The sun set, dusk fell upon the lake, and lights began to appear inside the holds. A guard tower, a three-legged thing erect on a mud-flat, shone intermittently in the distance. Here and there, you could see the jagged outlines of bare branches emerging from the surface of the lake, the drowned trees of Gwembe Valley still reaching for the sky.
‘And this also has been a dark place.’
Joseph’s remark was not at all surprising. It was accepted in silence. None of them even took the trouble to grunt. And presently he continued, very slowly.
‘I was thinking of the olden days, when the British first came here, a hundred years ago. Imagine the feelings of a local chief – what is the Tonga word? – a muunzi, chased suddenly to the north; run over the land across the region in a hurry and put in charge of one of these settlements that the white men – a lot of useless men they must have been, too – had built for 60,000 villagers in a month or two. It must have seemed like the end of the world, the soil full of lead, wood that burns too much smoke, ground hard as a rock. Chased from the Zambezi, without stores, under orders. No riverbanks, no marshes, no trees. The Tonga became scavengers, nothing to eat for a fishing culture, nothing but dirty water to drink. No bukoko beer, no escape. Scattered, a people lost in a wilderness, like a needle in a stack of hay. Cold, swamp, storms, disease, isolation. Death skulking in the air, in the water, in the bush. People dropping like flies.
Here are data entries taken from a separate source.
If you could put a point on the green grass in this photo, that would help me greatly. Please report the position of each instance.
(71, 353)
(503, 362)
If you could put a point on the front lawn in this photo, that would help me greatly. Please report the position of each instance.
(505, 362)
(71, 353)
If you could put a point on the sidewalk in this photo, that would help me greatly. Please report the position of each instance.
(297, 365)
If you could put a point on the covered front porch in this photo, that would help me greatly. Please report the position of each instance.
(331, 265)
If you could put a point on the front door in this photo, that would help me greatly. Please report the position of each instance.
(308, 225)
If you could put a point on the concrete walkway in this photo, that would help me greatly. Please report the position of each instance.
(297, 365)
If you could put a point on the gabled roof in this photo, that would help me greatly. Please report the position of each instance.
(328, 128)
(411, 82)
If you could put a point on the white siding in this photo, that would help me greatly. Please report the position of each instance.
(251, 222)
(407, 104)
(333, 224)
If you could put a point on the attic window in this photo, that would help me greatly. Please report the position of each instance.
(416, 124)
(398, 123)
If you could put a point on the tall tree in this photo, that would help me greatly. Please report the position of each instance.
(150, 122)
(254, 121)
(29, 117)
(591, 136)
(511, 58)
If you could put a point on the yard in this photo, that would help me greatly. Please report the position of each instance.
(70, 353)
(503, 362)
‘Oh, yes – the Rhodesians did that to the Tonga people! Did it very hastily, too, no doubt, and without thinking too much about it either, except to brag that they had pushed it through in time at least – the building of the Great Kariba Dam! And maybe they were encouraged by keeping their eyes on the chance of a promotion to the Federation government at Salisbury at some point, if they had good friends in London and survived the political situation. But what of our young Tonga, banished after training to be a prefect or a tax-gatherer or a trader even, wanting to mend his fortunes? Sent into exile, marched through the bush, put in some inland settlement. He must have felt the savage conditions, utterly savage, closing around him, squashing that yearning that stirs in the spirit, in the minds, in the hearts of all men. There was no preparation for such misery. He had to live that way without understanding why, which was just as detestable. But it had a fascination, maybe, that started to grow. The fascination of oppression – the growing regrets, the longing to escape, the powerless disgust, the surrender, the hate—’
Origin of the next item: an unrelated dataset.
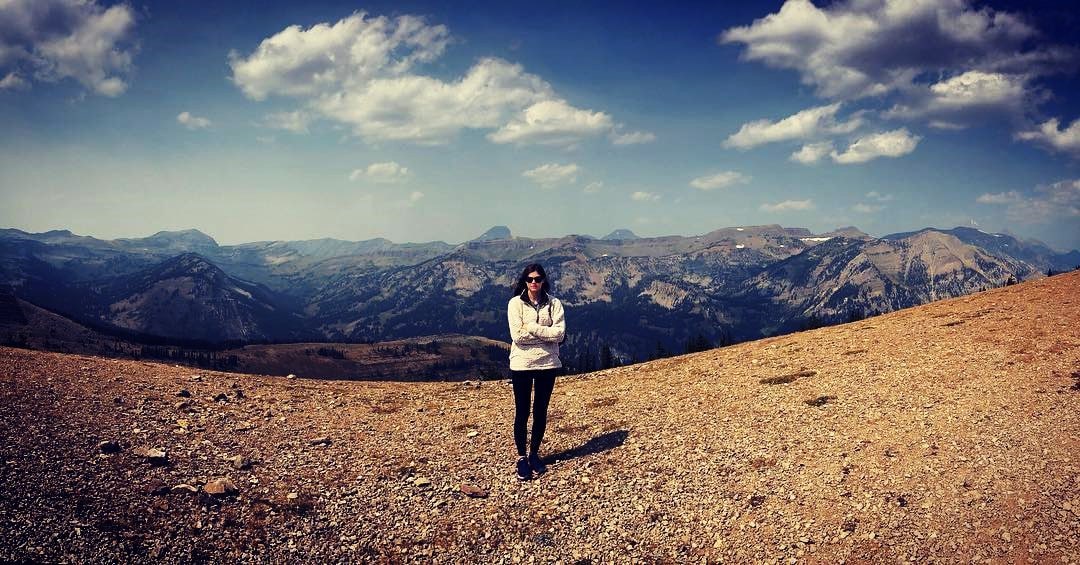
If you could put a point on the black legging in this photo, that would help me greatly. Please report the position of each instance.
(523, 388)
‘Mind you,’ Naila cut in, lifting one arm from the elbow, the palm of the hand outwards, so that, with her l
egs folded under her, she had the pose of a Buddha preaching in American clothes and without a lotus-flower – ‘mind you, what ruined this country was efficiency – the British worship of efficiency. The first settlers weren’t smart or royal. They were not kings. The empire was a frikkin sham. They were colonialists, and for that you only need brute force – nothing to boast of when you have it. Power’s just an accident that depends on the weakness of others. They grabbed what they could get for the sake of it. Robbery plus violence, aggravated murder on a big scale, and bloody bazungu going at it blind – men tackling men in the dark. The conquest of Africa, which meant stealing it from those with a darker complexion and flatter noses, is an ugly thing, men. Even worse was the idea at the back of it, not curiosity or love, but just belief in an idea – something they set up, and bowed to, and sacrificed us to—’
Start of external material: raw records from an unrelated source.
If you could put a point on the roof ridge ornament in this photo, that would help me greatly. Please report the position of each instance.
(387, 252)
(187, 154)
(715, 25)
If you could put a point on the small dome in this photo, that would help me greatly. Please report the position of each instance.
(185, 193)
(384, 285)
She broke off. Flames had begun gliding on the lake: small green flames, red flames, white flames, pursuing, overtaking, joining, crossing each other, then separating slowly or hastily. It was the lights from the fishing boats that continued to pass in the deepening eve upon the lake. They looked on anxiously – had they done all that was needed to be done?
* * *
After the Kalingalinga rally, they had watched the video footage from the news drones over and over, trying to see when things went wrong, when they took that unaccountable turn for the worst. The problem was that everything went black at a certain point – the moment night fell and everyone’s Beads cut out and the macrodrone covered the crowd with its vast, vibrating shadow.
‘Why did we pose a threat?’ asked Joseph. ‘They didn’t even know what we were protesting.’